Currently, my code uses the name of an XML file as a parameter in order to take that file, parse some of its content and use it to rename said file, what I mean to do is actually run my program once and that program will search for every XML file (even if its inside a zip) inside the directory and rename it using the same parameters which is what I am having problems with.
#encoding:utf-8
import os, re
from sys import argv
script, nombre_de_archivo = argv
regexFecha = r'\d{4}-\d{2}-\d{2}'
regexLocalidad = r'localidad=\"[\w\s.,-_]*\"'
regexNombre = r'nombre=\"[\w\s.,-_]*\"'
regexTotal = r'total=\"\d+.?\d+\"'
fechas = []; localidades = []; nombres = []; totales = []
archivo = open(nombre_de_archivo)
for linea in archivo.readlines():
fechas.append(re.findall(regexFecha, linea))
localidades.append(re.findall(regexLocalidad, linea))
nombres.append(re.findall(regexNombre, linea))

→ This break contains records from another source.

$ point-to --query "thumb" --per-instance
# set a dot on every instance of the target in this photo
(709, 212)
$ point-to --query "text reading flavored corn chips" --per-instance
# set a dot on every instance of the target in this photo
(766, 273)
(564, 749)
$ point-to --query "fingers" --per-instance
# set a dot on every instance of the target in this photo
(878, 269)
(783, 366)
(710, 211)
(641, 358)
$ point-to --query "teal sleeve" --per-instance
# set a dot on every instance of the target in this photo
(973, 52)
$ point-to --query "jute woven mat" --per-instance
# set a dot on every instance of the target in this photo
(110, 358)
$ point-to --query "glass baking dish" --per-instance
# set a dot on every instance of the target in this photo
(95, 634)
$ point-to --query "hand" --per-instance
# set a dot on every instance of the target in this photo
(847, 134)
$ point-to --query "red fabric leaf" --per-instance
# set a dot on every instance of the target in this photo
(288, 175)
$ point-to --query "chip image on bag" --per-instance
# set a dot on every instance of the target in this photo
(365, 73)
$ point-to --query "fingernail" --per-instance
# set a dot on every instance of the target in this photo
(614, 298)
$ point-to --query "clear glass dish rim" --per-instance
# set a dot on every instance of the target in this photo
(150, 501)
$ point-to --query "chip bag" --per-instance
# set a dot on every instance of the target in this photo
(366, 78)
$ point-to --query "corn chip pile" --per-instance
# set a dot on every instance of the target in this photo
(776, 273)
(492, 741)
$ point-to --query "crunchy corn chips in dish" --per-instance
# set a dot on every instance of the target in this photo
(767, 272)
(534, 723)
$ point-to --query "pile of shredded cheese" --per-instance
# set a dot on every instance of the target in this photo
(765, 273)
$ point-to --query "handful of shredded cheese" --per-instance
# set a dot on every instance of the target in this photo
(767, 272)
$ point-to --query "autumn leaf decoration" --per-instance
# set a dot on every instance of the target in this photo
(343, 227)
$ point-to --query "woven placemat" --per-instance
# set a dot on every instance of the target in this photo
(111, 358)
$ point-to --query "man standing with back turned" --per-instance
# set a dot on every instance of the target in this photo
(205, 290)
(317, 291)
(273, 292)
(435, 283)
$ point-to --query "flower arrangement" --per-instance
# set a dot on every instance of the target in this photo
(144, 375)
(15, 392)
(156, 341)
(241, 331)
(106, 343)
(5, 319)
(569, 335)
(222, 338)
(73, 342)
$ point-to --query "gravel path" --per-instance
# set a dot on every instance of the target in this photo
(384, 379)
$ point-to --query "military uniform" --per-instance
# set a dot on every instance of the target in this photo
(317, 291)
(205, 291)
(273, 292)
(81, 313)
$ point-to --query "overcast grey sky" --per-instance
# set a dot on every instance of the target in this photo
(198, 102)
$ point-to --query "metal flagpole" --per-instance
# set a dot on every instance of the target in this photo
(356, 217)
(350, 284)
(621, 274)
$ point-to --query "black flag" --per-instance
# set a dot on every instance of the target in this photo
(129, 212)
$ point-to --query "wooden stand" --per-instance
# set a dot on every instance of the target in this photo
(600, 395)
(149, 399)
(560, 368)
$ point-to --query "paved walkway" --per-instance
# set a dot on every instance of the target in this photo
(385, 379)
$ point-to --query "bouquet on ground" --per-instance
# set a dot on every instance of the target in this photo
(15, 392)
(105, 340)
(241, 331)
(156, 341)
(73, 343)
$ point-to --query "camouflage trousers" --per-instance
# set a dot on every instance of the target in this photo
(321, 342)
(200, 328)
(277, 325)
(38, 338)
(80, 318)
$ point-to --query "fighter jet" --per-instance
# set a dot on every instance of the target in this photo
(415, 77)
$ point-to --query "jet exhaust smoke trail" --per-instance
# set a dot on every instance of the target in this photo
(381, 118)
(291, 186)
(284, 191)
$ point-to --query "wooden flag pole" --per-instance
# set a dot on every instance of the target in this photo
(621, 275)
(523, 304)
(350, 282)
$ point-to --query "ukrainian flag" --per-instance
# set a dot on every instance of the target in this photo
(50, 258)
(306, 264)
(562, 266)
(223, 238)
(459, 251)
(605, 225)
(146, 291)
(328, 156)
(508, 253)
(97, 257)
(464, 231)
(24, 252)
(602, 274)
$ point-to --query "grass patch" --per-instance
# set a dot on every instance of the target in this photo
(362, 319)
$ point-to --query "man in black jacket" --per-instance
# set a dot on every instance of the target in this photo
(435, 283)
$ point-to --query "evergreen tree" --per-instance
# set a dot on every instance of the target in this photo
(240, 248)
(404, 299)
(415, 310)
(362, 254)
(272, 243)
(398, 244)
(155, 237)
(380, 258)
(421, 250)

totales.append(re.findall(regexTotal, linea))
fecha = str(fechas[1][0])
localidad = str(localidades[1][0]).strip('localidad=\"')
nombre = str(nombres[1][0]).strip('nombre=\"')
total = str(totales[1][0]).strip('total=\"')
nombre_nuevo_archivo = fecha+"_"+localidad+"_"+nombre+"_"+total+".xml"
os.rename(nombre_de_archivo, nombre_nuevo_archivo)
EDIT: an example of this would be.
directory contains only 3 files as well as the program.
silly.xml amusing.zip feisty.txt
So, you run the program and it ignores feisty as it is a .txt file and it reads silly.xml, ti then parses "fechas, localidad, nombre, total" concatenate or append or whatever and use that as the new file for silly.xml, then the program checks if zip has an xml file, if it does then it does the same thing.
so in the end we would have
20141211_sonora_walmart_2033.xml 20141008_sonora_starbucks_102.xml feisty txt amusing.zip
Your question is not clear, and the code you posted is too broad.
I can't debug regular expressions with the power of my sight, but there's a number of things you can do to simplify the code. Simple code means less errors, and an easier time debugging.
To locate your target files, use glob.glob:
files = glob.glob('dir/*.xml')
To parse them, ditch regular expressions and use the ElementTree API.
import xml.etree.ElementTree as ET
tree = ET.parse('target.xml')
root = tree.getroot()
There's also modules to navigate XML files with CSS notation and XPATH. Extracting fields form the filename using regex is okay, but check out named groups.